Witch bottles: a Halloween, do-it-yourself apotropaios project

An unhappy Halloween for Hagatha: She just wants to use the bathroom, okay?  Photo courtesy of slworking2 on flickr.com
An unhappy Halloween for Hagatha: She just wants to use the bathroom, okay? Photo courtesy of slworking2 on flickr.com
How to treat a witch? An important consideration at any point, but particularly so in this season of Halloweeny.

Unfortunately, there is no hard and fast answer. It all depends on the type of witch – your crones and matronly witches are best treated with cautious respect, while drinks and flowers might be the best strategy for a foxy witch. Cardboard cutout witches can generally be handled and stored without much difficulty. Sandwiches can be eaten or thrown away (one hates to waste food, but if you made it, that’s your prerogative).

But what about a witch that means you harm? I would strongly discourage burning – even if it seems like a good idea at the time, it probably isn’t, and it’s really not the sort of thing you can take back.

The other day, however, I stumbled across this helpful article in Current Archaeology. It concerns “witch bottles,” archeological evidence of a certain method of dealing with witches from several hundred years ago.

Here’s what you do:
First, get yourself a bottle. Most 18th century Anglo-Saxons would have used ceramic or glass bottles (like the one mentioned in the article, the Reigate Bottle), but I don’t see any reason not to be a little more modern. Try Mountain Dew; that way you get a liter of soda, and a particularly magic-looking bottle. Next, you need to put some stuff in the bottle that will do harm to the witch. Old witch bottles often contain bent metal pins. That’s still pretty workable, but be creative if you want. Maybe break up a CD (I recommend the Titanic soundtrack – it’ll probably be cheaper than pins, and is pretty harmful even before it’s been shattered. Ha ha.). You then have to add some human hair. I’m not sure if it has to be yours, or the witch’s, or what.
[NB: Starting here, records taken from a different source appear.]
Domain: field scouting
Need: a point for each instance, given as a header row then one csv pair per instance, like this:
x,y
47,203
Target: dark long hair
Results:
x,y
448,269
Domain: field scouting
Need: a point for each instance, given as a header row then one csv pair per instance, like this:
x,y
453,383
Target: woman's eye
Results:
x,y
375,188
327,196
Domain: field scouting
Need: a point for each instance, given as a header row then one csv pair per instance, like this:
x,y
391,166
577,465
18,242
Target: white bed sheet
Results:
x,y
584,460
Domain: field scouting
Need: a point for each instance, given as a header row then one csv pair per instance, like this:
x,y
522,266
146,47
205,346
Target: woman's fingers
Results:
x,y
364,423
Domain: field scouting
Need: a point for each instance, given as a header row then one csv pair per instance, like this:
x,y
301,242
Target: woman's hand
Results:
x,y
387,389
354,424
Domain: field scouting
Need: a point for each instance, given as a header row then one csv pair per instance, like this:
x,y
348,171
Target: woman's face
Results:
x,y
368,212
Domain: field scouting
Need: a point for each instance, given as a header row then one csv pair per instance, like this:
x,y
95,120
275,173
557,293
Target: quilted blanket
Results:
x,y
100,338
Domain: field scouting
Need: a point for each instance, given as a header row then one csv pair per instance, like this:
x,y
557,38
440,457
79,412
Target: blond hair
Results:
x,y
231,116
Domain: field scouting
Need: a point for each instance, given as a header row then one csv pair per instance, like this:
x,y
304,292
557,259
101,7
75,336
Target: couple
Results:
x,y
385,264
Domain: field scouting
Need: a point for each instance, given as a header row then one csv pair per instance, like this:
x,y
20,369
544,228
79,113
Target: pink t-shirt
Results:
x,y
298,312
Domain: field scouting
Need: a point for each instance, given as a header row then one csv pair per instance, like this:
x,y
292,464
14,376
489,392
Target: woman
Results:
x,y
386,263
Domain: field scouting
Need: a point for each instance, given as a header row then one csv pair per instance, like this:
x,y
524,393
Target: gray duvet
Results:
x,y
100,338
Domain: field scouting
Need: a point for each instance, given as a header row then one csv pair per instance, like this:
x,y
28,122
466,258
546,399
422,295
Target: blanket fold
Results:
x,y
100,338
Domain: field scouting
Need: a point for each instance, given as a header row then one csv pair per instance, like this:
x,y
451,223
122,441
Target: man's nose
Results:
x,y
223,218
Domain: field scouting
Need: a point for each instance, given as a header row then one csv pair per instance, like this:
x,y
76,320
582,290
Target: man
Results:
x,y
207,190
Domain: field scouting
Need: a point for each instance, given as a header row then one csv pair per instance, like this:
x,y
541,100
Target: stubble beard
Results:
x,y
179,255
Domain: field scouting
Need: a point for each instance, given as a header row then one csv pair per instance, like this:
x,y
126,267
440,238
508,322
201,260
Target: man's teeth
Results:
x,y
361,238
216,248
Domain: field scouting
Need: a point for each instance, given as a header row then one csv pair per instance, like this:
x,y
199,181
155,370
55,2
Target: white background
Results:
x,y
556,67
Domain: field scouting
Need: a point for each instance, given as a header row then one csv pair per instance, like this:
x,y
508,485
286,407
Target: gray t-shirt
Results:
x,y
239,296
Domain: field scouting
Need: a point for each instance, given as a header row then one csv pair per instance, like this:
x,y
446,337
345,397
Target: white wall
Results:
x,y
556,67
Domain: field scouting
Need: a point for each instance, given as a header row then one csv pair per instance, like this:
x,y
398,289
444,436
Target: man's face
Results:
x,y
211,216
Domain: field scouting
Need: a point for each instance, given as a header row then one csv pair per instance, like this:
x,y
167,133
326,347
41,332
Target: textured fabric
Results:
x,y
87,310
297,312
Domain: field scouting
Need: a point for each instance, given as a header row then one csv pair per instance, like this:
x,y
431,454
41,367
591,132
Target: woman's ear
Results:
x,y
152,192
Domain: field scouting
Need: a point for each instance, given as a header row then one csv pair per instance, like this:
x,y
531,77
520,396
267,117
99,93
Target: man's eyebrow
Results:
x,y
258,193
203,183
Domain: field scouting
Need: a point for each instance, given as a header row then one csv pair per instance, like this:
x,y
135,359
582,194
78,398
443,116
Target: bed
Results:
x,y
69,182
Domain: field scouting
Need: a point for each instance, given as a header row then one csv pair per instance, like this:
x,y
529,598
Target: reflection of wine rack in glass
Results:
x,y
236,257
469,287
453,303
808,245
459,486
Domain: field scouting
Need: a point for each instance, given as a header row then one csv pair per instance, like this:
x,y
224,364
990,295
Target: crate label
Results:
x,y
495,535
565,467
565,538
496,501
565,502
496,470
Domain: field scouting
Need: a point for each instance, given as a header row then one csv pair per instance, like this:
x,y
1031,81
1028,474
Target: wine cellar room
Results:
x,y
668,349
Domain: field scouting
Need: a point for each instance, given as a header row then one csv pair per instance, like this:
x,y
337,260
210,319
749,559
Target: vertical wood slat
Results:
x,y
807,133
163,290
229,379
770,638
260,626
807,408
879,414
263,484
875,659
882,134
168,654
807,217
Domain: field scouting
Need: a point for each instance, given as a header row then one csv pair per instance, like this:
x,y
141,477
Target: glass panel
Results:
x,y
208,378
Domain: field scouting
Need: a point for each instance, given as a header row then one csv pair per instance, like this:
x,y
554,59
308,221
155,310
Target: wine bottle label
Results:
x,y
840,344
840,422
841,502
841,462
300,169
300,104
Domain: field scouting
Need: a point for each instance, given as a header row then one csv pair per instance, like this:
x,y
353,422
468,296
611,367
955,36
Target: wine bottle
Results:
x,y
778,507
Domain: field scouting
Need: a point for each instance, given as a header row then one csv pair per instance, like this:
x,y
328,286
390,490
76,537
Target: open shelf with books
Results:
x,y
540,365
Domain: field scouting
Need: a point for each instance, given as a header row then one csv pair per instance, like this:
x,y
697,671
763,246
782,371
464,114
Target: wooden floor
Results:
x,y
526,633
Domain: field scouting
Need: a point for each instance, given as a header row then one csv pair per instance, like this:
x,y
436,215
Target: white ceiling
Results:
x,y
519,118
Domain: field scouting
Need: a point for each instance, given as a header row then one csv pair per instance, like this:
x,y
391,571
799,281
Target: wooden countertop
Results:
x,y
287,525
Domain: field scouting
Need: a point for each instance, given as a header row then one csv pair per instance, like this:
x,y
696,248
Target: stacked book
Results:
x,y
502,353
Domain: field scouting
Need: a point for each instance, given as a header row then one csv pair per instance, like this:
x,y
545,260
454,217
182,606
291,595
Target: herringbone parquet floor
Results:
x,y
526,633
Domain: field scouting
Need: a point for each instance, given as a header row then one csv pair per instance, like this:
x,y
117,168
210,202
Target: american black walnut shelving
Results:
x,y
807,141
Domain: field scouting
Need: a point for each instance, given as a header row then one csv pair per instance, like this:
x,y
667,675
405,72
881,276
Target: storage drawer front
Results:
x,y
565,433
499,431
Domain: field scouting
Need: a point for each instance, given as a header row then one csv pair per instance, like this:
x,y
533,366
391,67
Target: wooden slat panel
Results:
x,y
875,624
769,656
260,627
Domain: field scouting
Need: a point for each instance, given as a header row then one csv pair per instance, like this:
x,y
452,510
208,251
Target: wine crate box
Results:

Just put any old hair in there, I suppose – you’re trying to pull one over on a witch, not a geneticist. Next, put some wool and “prickly grass” into your bottle. Finally, top the whole thing off with some urine. A little icky, I know, but this is magic we’re dealing with. Plus, if you already drank the Mountain Dew, it shouldn’t be too tricky to get your hands on some grade A P.

What to do with your spiky concoction? Well, first of all, don’t drop it. Then you have to clean everything up, and the witch wins. No, seal that sucker off, and hide it. Originally, witch bottles would have been buried someplace warm, like under the fireplace. That could be awfully tricky these days, especially if you rent. My suggestion would be to tape the bottle to your water heater, or maybe just put it in the garage someplace and forget about it. If you’ve done everything correctly, when the witch tries to, you know, pass water, she will “suffer dreadful torments and may even die.”

The whole thing is supposed to work even if you don’t know exactly who the witch is – you just have to keep an eye out for the friend or neighbor who appears to be having urogenital trouble. It’s nice, too, because if it turns out that you have just an inflamed appendix and aren’t actually under a hex, no one has to get burned.

As I mentioned, there’s a lot of room for creativity, and I the whole thing is an excellent idea for a family craft project. You could even make several witch bottles ahead of time, and then, ah, fill them up as they become needed. Even if you never have any witch troubles, your unused bottles will give archaeologists of the future something to think about.

Here’s another interesting site with information on apotropaios-related archaeological finds. “Apotropaios,” by the way comes from a Greek word meaning “evil-averting,” and the site covers all sorts of fun things, from hidden shoes and horse skulls to dried cats. With an open mind, you could have a very full Halloween.